Q2. 転職活動中もオンコール対応がある場合、面接日程の調整はどうすれば良い?
オンコール対応と面接日程の調整は、多くの転職エージェントが慣れている状況です。シフト表を共有しておけば、エージェント側で候補企業と日程調整をしてくれます。近年はオンライン面接も増え、平日の夜・土曜日に対応する企業も一般的になりました。
面接直前に緊急対応が入る可能性がある場合は、事前にエージェントへ「障害対応で直前リスケの可能性がある」旨を伝えておくと、企業側への調整がスムーズです。リスケ自体がマイナス評価になることはほぼなく、むしろ誠実な対応として受け取られるケースが多い傾向があります。

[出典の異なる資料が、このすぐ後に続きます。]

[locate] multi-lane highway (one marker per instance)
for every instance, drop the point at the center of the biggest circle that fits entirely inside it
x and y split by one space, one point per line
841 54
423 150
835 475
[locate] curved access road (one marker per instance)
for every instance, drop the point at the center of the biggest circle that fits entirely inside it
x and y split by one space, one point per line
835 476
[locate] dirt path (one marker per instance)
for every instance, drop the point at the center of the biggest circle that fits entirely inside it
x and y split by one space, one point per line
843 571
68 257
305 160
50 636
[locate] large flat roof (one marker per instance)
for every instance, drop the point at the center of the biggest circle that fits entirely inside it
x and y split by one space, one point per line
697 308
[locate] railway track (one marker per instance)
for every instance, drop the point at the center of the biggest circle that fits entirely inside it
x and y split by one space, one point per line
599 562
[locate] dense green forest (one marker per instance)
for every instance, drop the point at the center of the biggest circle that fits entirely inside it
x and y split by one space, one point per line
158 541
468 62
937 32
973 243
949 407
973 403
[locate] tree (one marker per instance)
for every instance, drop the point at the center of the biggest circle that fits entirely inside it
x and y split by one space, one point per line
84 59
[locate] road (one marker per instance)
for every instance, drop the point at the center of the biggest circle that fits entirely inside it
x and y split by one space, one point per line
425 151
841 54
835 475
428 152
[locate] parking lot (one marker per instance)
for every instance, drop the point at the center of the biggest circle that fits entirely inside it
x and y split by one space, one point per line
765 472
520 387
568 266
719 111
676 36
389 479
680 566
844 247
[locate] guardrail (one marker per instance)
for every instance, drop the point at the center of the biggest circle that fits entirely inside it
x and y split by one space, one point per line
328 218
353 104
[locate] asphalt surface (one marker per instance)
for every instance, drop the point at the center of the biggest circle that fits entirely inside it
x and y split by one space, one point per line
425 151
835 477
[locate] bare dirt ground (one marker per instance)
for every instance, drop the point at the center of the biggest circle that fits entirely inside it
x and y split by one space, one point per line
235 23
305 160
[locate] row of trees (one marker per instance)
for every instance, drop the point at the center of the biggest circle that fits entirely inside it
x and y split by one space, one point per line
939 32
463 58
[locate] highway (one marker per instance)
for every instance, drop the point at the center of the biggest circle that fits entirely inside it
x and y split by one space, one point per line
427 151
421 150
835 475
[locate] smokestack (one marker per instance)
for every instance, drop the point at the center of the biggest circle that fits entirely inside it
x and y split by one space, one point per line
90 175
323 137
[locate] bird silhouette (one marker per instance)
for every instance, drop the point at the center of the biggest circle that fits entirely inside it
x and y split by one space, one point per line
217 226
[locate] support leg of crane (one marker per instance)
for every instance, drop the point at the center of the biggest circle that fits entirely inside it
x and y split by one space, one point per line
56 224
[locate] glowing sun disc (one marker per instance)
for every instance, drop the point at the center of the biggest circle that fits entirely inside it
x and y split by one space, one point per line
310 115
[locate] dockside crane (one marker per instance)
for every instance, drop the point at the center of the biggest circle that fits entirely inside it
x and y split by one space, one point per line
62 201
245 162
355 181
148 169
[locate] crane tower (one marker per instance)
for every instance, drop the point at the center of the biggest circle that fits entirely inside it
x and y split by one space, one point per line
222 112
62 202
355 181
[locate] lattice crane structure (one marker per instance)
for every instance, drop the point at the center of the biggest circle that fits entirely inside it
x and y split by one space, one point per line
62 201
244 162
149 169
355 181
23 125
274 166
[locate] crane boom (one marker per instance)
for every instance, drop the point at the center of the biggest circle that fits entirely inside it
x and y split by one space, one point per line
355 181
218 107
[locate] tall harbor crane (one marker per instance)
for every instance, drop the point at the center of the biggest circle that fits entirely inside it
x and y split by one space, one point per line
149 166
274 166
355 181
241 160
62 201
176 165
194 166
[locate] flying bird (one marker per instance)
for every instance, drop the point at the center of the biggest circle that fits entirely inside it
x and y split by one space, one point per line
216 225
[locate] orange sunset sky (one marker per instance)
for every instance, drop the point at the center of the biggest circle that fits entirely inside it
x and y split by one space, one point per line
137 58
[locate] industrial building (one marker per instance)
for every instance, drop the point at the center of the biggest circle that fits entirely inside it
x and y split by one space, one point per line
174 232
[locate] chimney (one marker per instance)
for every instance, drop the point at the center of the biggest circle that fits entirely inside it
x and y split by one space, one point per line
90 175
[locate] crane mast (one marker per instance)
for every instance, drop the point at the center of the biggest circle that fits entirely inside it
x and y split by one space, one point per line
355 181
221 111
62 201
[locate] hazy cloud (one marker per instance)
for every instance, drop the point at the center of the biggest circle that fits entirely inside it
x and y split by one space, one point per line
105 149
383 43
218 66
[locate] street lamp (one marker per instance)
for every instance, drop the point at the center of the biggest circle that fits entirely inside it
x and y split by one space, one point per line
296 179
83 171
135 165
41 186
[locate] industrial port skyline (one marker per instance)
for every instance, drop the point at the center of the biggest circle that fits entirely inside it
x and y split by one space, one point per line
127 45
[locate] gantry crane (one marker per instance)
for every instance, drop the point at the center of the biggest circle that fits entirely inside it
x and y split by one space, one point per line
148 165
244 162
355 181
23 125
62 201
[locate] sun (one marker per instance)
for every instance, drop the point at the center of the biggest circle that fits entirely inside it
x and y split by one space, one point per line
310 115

Q3. インフラエンジニア経験は何年積めば転職で有利になる?
運用・監視のみであれば、3年目以降から構築・設計の経験が語れると選択肢が広がります。クラウド(AWS/Azure/GCP)を実務で触った経験が1〜2年あれば、クラウド系ポジションへの転向がしやすくなります。SREやDevOpsを目指す場合は、障害対応や自動化の実務経験が3年程度あると有利に働きます。
ただし、経験年数そのものよりも「何を経験してきたか」のほうが重視されます。2年でもIaCによる自動化や大規模移行プロジェクトに関わった経験があれば、年数が短くても評価されます。逆に5年いても運用監視だけだと選考で苦戦しやすいため、担当フェーズのバリエーションを意識したキャリア構築が重要です。